Content area
Abstract
Background
The Dirichlet Bayesian network model employs score-based structural learning, improving the precise understanding of the Bayesian network's structure. To classify patients with bipolar disorder who are receiving lithium treatment based on their gene expression profiles, using a Dirichlet Bayesian network model and compared with Support Vector Machine and Random Forest algorithms.
Methods
Gene expression data from 47,323 genes in bipolar disorder patients were analyzed, with 30 receiving standard treatment and 30 undergoing lithium treatment. Essential variables were selected using partial least squares regression to analyze and classify the data. The plaid algorithm was employed to identify identical patterns and biclusters within the gene expression data. We conducted a principal component analysis to represent a component for each bicluster. The Dirichlet Bayesian network model was developed to classify the gene expression network, and accuracy was assessed using Receiver Operating Characteristic curve analysis.

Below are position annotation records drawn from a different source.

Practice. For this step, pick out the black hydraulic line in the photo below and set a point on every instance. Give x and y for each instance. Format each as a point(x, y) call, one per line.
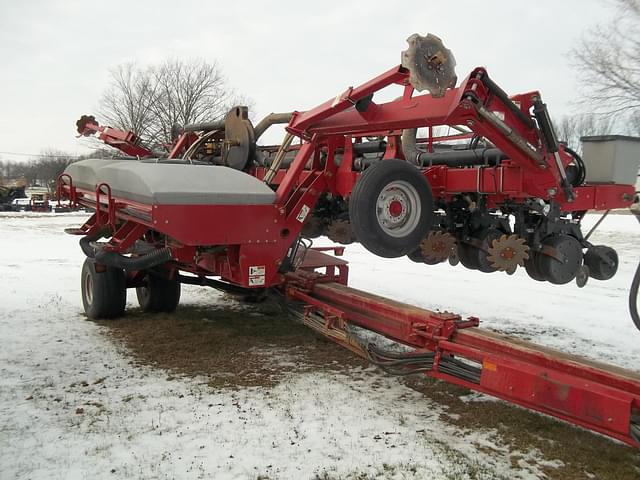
point(453, 158)
point(217, 284)
point(85, 242)
point(502, 95)
point(463, 158)
point(271, 119)
point(582, 169)
point(377, 146)
point(633, 292)
point(543, 118)
point(204, 126)
point(143, 262)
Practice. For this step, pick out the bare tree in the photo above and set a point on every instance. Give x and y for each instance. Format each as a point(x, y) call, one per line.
point(149, 101)
point(608, 60)
point(127, 102)
point(570, 128)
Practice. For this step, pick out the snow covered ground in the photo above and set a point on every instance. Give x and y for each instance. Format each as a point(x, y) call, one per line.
point(74, 405)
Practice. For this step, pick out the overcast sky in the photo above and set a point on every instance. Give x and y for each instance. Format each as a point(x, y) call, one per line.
point(283, 55)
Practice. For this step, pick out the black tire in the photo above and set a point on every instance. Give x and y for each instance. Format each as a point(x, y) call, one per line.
point(467, 257)
point(159, 294)
point(381, 231)
point(104, 293)
point(602, 262)
point(560, 272)
point(486, 236)
point(531, 266)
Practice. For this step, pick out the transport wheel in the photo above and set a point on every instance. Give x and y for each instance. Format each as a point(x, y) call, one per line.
point(531, 266)
point(556, 271)
point(602, 262)
point(486, 236)
point(159, 294)
point(391, 208)
point(467, 257)
point(104, 293)
point(418, 257)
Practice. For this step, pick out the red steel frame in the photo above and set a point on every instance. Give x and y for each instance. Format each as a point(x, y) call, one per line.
point(230, 240)
point(595, 396)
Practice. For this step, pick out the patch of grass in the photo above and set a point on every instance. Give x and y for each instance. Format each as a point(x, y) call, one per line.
point(255, 345)
point(582, 453)
point(258, 344)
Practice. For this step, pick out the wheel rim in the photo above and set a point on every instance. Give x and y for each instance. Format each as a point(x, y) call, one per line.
point(398, 208)
point(88, 289)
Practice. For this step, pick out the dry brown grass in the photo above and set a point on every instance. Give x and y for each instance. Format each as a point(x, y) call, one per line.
point(236, 347)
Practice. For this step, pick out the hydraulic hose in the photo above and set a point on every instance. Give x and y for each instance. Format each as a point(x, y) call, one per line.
point(633, 292)
point(271, 119)
point(85, 242)
point(454, 158)
point(143, 262)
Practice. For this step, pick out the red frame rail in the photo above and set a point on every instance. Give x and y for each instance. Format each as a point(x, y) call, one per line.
point(595, 396)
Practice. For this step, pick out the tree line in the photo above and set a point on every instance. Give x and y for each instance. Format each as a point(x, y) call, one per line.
point(150, 100)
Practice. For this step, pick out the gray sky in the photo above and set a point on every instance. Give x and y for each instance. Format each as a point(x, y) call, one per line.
point(284, 55)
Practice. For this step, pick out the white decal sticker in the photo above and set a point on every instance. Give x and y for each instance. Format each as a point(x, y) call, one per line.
point(257, 270)
point(304, 211)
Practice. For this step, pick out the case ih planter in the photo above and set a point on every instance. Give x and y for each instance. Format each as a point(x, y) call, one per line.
point(496, 192)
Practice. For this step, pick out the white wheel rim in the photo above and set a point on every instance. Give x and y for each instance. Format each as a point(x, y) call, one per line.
point(398, 209)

R 3.6.2 was used for analysis.
Results
Partial least squares regression identified 10,788 essential genes, and the plaid algorithm revealed nine homogeneous biclusters. The representative component of the biclusters was selected, capturing at least 75% of the variance in the data using principal component analysis. Dirichlet Bayesian network classification achieved an accuracy of 0.86 and a precision of 0.91 compared to random forest and SVM algorithms.
Conclusions
This study demonstrates the potential of ensemble approaches for gene network analysis, providing more accurate and robust results than single models. Network analysis effectively detects coordinated changes in mutual and related gene expression and can be applied to other diseases using existing datasets.